Nebula Award 1986, Hugo Award 1987, Locus Award for Best Science Fiction Novel 1987.
Three thousand planet-bound years have fled since Ender Wiggin won humanity's war with the Buggers by totally destroying them. Ender remains young – travelling the stars at relativistic speeds, a hundred years or more might pass while he experiences a month-long voyage. In three thousand years, his books The Hive Queen and The Hegemon have become holy writ, and the name of Ender anathema; he is the Xenocide, the one who killed an entire race of thinking, feeling beings, the only other sapient race humankind had found in all the galaxy. The only ones, that is, until the planet called Lusitania was discovered and colonized.

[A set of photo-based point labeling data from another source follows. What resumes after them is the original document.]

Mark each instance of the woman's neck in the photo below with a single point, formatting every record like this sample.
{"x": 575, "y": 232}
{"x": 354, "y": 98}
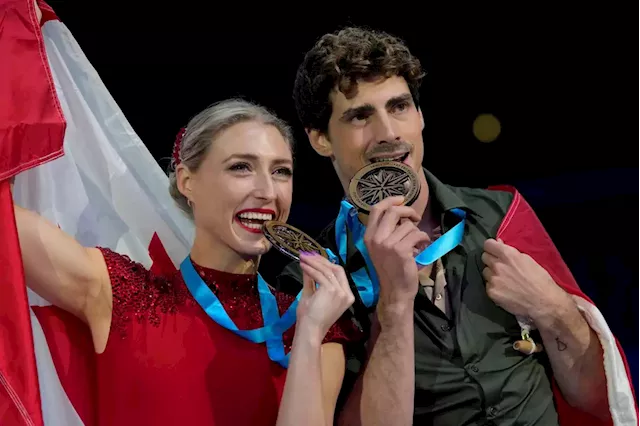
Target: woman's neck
{"x": 210, "y": 253}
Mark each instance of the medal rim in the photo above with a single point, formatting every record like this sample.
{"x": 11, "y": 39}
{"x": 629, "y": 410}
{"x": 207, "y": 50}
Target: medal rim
{"x": 409, "y": 199}
{"x": 279, "y": 243}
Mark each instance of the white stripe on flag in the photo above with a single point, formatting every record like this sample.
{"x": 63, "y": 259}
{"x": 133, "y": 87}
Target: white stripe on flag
{"x": 106, "y": 190}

On Lusitania humans found another race of ramen... a young race, beings just beginning to lift their eyes to the stars and wonder what might be out there. The discovery was seen as a gift to humanity, a chance to redeem the destruction of the Buggers. And so the Pequininos, as they were named by the portuguese-speaking settlers, the "Piggies," were placed off-limits to the colony. The only humans allowed to meet them and speak with them are trained xenobiologists, and then only two at a time. This time, there will be no tragic misunderstandings leading to war. This time...
This time, again, men die – bizarrely killed by the Piggies. Andrew Wiggin is called to Lusitania to Speak the deaths of the two xenobiologists, and walks into a maelstrom of fear and hatred. To Speak for these dead, he must first unravel the web of secrets surrounding the lives of the Piggies and those who study them. He must Speak not only for the dead, but for a living alien race.
This magnificent sequel to ENDER'S GAME won both the Hugo Award and the Nebula Award for Best SF Novel of the Year. Orson Scott Card is one of the finest, most innovative writers of the past decade, whose works also include the acclaimed alternate world fantasy series, The Tales of Alvin Maker.
Orson Scott Card (born 1951) is an American author, critic, public speaker, essayist, columnist, and political activist. He writes in several genres, but is primarily known for his science fiction. His novel Ender's Game (1985) and its sequel Speaker for the Dead (1986) both won Hugo and Nebula Awards, making Card the only author to win both science fiction's top U.S. prizes in consecutive years. He is also known as an advocate for The Church of Jesus Christ of Latter-day Saints, of which he has been a lifelong practicing member, and as a political commentator on many issues, including opposition to homosexual behavior and the legalization of same-sex marriage.